Regarding the similarities of art and religion, Sangharakshita draws a parallel between the artist living a life of continual renewal, of “perpetual progress, rather than … a definite arrival at a fixed point of achievement…” with the life of the Bodhisattva, who is reminded not to rest in dharmas or regard nirvana as a final attainment. The point of egolessness, for the artist and Bodhisattva, is an attitude toward states, experiences and attainments in which the aspirant is prepared to renounce all previous experience to embrace the new.
Lastly, Sangharakshita sets out an ethics for the spiritually-minded artist in which the serious aspirant must first renounce bad art, including newspapers, pulp magazines, tenth rate fiction, second and third rate poetry, religious lithographs, popular paintings, commercial calendars, and inartistic furniture, carpets, and crockery. The artist’s home is to be made of pleasing materials and located in a pleasant setting. He suggests the artist not take work that does not offer regular periods of rest. Prospects of “financial gain, … worldly advancement, and… social prestige” must be entirely abandoned. Commercial literary work must be avoided.
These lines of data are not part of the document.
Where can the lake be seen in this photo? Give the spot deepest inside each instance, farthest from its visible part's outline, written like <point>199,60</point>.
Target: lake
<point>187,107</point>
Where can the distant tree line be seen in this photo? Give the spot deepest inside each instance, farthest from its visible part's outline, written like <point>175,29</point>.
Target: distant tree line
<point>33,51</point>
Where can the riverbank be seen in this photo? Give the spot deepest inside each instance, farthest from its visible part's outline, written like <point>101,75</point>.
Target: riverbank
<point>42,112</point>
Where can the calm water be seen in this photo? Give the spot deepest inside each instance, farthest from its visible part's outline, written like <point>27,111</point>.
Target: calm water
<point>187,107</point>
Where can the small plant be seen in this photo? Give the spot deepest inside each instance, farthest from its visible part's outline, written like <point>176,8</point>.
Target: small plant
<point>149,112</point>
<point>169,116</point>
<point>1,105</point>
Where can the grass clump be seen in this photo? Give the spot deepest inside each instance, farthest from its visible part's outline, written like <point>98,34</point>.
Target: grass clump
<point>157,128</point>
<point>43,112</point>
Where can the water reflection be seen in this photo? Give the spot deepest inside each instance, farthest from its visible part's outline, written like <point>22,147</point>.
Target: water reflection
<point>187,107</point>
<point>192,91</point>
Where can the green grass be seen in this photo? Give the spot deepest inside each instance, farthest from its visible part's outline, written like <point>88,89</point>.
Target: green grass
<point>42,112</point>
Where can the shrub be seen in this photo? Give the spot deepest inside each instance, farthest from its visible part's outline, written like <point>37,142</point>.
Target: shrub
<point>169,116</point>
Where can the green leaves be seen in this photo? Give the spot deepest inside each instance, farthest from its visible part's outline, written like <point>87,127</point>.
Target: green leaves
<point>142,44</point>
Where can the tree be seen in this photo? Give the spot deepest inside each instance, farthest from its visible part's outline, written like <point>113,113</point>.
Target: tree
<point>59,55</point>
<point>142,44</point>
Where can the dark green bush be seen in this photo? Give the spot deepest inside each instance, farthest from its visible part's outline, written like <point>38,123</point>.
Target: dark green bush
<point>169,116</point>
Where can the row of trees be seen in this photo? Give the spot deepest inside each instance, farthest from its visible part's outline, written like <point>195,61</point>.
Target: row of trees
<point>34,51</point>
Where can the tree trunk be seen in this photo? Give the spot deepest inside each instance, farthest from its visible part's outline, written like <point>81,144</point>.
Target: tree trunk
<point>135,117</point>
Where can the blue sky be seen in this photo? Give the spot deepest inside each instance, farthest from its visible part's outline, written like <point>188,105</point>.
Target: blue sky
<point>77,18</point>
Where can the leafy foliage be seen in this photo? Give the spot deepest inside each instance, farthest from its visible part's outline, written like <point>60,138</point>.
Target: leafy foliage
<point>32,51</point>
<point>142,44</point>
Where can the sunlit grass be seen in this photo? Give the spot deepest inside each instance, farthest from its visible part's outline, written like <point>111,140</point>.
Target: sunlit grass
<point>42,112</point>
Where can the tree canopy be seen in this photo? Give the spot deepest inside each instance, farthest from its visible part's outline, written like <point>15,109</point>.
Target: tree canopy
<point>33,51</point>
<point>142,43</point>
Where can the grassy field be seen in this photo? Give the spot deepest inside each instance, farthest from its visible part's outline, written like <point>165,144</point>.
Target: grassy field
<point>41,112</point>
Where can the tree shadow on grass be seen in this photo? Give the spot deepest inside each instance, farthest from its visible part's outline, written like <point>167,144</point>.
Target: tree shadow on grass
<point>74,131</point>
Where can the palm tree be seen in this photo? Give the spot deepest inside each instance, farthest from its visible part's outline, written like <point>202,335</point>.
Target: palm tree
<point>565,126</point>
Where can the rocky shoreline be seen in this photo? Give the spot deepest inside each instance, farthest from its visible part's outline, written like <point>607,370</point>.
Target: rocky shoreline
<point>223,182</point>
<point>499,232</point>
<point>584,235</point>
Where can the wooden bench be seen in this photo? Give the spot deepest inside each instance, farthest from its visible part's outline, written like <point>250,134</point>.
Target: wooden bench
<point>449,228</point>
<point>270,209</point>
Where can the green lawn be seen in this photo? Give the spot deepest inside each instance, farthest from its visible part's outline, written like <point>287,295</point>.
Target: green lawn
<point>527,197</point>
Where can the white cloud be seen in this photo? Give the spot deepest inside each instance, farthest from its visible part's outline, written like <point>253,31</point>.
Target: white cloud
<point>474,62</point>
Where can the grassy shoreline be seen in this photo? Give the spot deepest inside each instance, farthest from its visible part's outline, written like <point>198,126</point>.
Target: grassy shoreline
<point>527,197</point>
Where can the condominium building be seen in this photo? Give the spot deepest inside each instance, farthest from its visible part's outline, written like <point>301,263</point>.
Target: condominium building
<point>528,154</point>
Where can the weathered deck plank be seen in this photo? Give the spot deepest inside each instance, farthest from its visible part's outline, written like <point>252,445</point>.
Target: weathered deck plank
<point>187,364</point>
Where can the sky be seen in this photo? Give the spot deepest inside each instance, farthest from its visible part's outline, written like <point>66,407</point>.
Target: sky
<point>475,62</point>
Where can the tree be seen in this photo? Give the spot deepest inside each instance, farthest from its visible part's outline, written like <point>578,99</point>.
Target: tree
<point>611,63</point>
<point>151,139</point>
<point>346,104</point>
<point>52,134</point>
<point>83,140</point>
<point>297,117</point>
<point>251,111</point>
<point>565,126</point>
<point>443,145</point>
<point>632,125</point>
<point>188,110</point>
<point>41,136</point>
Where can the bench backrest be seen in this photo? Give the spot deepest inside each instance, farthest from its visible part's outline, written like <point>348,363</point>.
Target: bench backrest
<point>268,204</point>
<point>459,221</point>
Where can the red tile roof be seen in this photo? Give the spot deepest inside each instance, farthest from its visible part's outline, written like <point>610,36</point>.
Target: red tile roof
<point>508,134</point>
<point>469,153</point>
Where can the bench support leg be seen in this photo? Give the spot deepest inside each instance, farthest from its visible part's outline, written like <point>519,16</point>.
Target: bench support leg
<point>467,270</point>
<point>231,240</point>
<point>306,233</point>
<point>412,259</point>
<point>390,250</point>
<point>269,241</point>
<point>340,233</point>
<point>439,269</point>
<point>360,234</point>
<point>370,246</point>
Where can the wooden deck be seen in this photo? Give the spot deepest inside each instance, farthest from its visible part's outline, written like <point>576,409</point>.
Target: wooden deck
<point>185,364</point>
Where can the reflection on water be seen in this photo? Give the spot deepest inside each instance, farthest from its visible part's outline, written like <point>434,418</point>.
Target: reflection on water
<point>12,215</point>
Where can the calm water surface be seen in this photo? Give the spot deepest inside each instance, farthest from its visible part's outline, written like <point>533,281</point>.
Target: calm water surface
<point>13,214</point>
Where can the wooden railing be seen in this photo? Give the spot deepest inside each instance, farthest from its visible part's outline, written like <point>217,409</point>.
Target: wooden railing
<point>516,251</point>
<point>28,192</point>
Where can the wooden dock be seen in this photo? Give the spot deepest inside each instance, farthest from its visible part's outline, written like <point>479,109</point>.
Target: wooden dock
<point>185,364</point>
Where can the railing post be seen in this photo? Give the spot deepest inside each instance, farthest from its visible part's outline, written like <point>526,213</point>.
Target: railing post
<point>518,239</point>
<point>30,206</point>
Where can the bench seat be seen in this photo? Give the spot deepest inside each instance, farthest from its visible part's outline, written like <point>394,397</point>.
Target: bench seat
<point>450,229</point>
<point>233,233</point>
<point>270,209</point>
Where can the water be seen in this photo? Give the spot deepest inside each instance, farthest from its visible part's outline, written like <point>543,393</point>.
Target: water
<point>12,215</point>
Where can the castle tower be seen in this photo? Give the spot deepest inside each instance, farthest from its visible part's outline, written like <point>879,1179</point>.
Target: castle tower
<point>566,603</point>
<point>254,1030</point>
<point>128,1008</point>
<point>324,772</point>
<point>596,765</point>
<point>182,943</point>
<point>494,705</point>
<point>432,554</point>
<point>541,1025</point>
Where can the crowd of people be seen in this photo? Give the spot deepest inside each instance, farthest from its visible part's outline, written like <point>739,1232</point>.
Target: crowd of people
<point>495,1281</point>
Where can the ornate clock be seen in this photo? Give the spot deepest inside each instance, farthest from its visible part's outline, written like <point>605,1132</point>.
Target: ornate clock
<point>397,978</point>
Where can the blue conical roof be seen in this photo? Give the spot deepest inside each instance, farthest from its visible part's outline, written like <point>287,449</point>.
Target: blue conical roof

While some of this advice may seem sensible, it could also be taken the wrong way. It is not difficult to image someone producing brilliant, inspiring, life changing art while still living in relatively ugly surroundings and reading newspapers. The point he seems to be making is that the spiritual aspirant should whenever possible live with beauty and purity. The danger is in someone taking these strongly worded suggestions as requirements and perhaps making himself as miserable as the young Sangharakshita, who it will be recalled once burned all his poetry. Equally problematic is the contrast between “true art” and “bad art.” We may perhaps agree that good art is inspirational, but it does not follow that certain modes or genres can never be vehicles for inspiration. If the Buddha required 84,000 means of teaching, perhaps there is room for popular film, for example, as a vehicle for dhammic art.
As for the similarities of art and religion, on reflection we may note egolessness is available to anyone engaged in some form of activity, be it brick-laying or baking. Many of us have had the experience of being completely absorbed in work, and so it cannot be said this dissolving of self is unique to artists or Bodhisattvas. What sets the latter apart is an explicit regimen of practice intended to extend and deepen periods of egolessness. (Which of course means brick-laying could be an art so long as the layer carried out his house-building with the intention of deepening his experience of egolessness, leading us back to the Buddha’s 84,000 methods.) The question remains, for Buddhists, whether religious practice results in qualitatively different experiences of egolessness, and how art can contribute to the goal of nirvana.
While Sangharakshita’s canonical citations show the Buddha’s relation to art may be more complicated than the Eighth precept, they are not conclusive. How can we square Sangharakshita’s call to the artist to reach out and touch the world, with the Buddha’s call to leave the world alone? Even a casual reading of the texts may lead one to question whether consuming art is an abuse of the senses. This is, in fact, a recurring theme in English-language internet Buddhist forums and of great importance to modern Buddhists living in a media-saturated world. Perhaps more of them, caught between aestheticism and asceticism, will someday soon be exploring further the potential of art in Buddhist ethics.
Sangharaskshita. The Religion of Art. Cambridge: Windhorse Publications, 1980 (2012 electronic edition).